Kementan Bangun Korporasi Petani Kakao di Sulawesi Tenggara
Kementerian Pertanian membangun pertanian kakao berbasis korporasi di Kolaka Timur, Sulawesi Tenggara. Pembangunan korporasi petani ini berdasarkan Peraturan Menteri Pertanian (Permentan) Nomor 18 Tahun 2018 tentang Pedoman Pembangunan Kawasan Pertanian Berbasis Korporasi.
Direktur Jenderal Perkebunan Kementerian Pertanian Bambang menyatakan Kolaka Timur sebagai proyek percontohan pengembangan kakao berbasis korporasi. “Petani tidak hanya memproduksi, tapi juga mampu menciptakan produk akhir serta hingga memasarkan kakao sendiri,” kata Bambang dalam keterangan resmi dari Sulawesi Tenggara, Rabu (1/8).
Dia mengatakan, pembangunan pertanian berbasis korporasi di Kolaka Timur masih memerlukan masukan yang lebih rinci dari berbagai pihak.

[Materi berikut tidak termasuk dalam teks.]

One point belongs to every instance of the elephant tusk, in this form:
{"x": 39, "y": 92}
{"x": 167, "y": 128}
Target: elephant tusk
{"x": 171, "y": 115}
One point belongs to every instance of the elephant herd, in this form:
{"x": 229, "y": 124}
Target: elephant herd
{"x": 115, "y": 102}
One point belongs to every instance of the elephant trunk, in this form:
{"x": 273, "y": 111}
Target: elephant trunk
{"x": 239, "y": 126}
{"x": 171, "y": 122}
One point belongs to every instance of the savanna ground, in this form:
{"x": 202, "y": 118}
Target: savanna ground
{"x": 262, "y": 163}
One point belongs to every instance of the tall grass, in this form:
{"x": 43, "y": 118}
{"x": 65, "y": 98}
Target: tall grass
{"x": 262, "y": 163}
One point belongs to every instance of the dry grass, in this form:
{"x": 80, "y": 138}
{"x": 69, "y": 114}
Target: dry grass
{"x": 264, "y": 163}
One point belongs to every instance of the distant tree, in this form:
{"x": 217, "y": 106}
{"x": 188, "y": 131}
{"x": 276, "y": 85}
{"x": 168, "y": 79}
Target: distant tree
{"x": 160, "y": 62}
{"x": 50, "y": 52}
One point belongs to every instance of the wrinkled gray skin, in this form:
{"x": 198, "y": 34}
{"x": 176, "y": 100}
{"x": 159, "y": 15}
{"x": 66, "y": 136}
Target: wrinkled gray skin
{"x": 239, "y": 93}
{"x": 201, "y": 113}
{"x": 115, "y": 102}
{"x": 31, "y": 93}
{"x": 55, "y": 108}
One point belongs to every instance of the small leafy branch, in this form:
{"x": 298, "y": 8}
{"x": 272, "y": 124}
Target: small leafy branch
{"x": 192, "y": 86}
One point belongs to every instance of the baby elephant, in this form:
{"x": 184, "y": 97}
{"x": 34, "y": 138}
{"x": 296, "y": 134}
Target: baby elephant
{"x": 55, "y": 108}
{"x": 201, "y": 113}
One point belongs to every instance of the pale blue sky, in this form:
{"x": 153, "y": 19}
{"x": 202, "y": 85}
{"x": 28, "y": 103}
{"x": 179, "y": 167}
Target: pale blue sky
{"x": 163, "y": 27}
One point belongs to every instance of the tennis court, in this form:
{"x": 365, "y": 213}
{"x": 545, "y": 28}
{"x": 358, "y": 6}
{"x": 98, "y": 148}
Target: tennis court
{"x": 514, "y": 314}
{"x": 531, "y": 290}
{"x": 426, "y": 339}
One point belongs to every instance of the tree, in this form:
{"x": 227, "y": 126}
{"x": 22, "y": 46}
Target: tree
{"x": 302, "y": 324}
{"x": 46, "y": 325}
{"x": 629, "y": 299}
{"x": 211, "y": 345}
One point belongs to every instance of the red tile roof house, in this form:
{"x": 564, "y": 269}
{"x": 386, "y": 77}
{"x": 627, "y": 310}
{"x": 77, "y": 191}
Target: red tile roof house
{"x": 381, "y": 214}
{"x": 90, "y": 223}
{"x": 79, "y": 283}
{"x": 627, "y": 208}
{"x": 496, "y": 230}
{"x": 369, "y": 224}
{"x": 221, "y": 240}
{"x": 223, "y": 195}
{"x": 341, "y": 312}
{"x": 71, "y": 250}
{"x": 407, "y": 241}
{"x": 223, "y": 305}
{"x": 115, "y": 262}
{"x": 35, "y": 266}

Sebab korporasi ini memerlukan sinergi antara petani, pemerintah daerah, pusat, serta universitas dan lembaga riset.
Dia menyatakan, saat ini sudah terbentuk 22 Lembaga Ekonomi Masyarakat (LEM) Sejahtera di Kolaka Timur. Kelembagaan merupakan wadah petani untuk meningkatkan pengetahuan dan kemampuan masyarakat tani.
Namun, LEM harus bergabung untuk dapat meningkatkan skala ekonomis dan daya saing produk. “Mereka harus membentuk korporasi dan menjalin kemitraan dengan offtaker,” ujar Bambang.
(Baca juga: Daya Beli Petani Turun 0,37% Sepanjang Juli 2018)
Masalah utama dalam produksi kakao di Kolaka Timur adalah rendahnya produktivitas akibat tanaman yang sudah berumur di atas 15 tahun. Kondisi tanahnya juga yang rusak akibat pengikisan permukaan dan penggunaan pupuk anorganik berlebihan.
Pemerintah pun mendukung peremajaan tanaman tua dan penggunaan pupuk organik melalui alokasi anggaran negara dan daerah. Tahun ini, Kementerian Pertanian mengalokasikan lebih dari Rp 12 miliar untuk kakao di Kolaka Timur.
Pada tahap awal, peremajaan tanaman seluas 550 hektare untuk 5 LEM di kecamatan Aere dan Lambodia. Kedua kecamatan dianggap paling siap dari penyediaan benih kakao.
Peremajaan akan terus diperluas dalam 5 tahun ke depan. “Diharapkan produktivitas kakao di kolaka timur meningkat dari 500 hingga 700 ton per hektare menjadi 1500 hingga 3000 ton per hektare dengan penerapan inovasi teknologi untuk peningkatan nilai tambah produk kakao,” kata Bambang.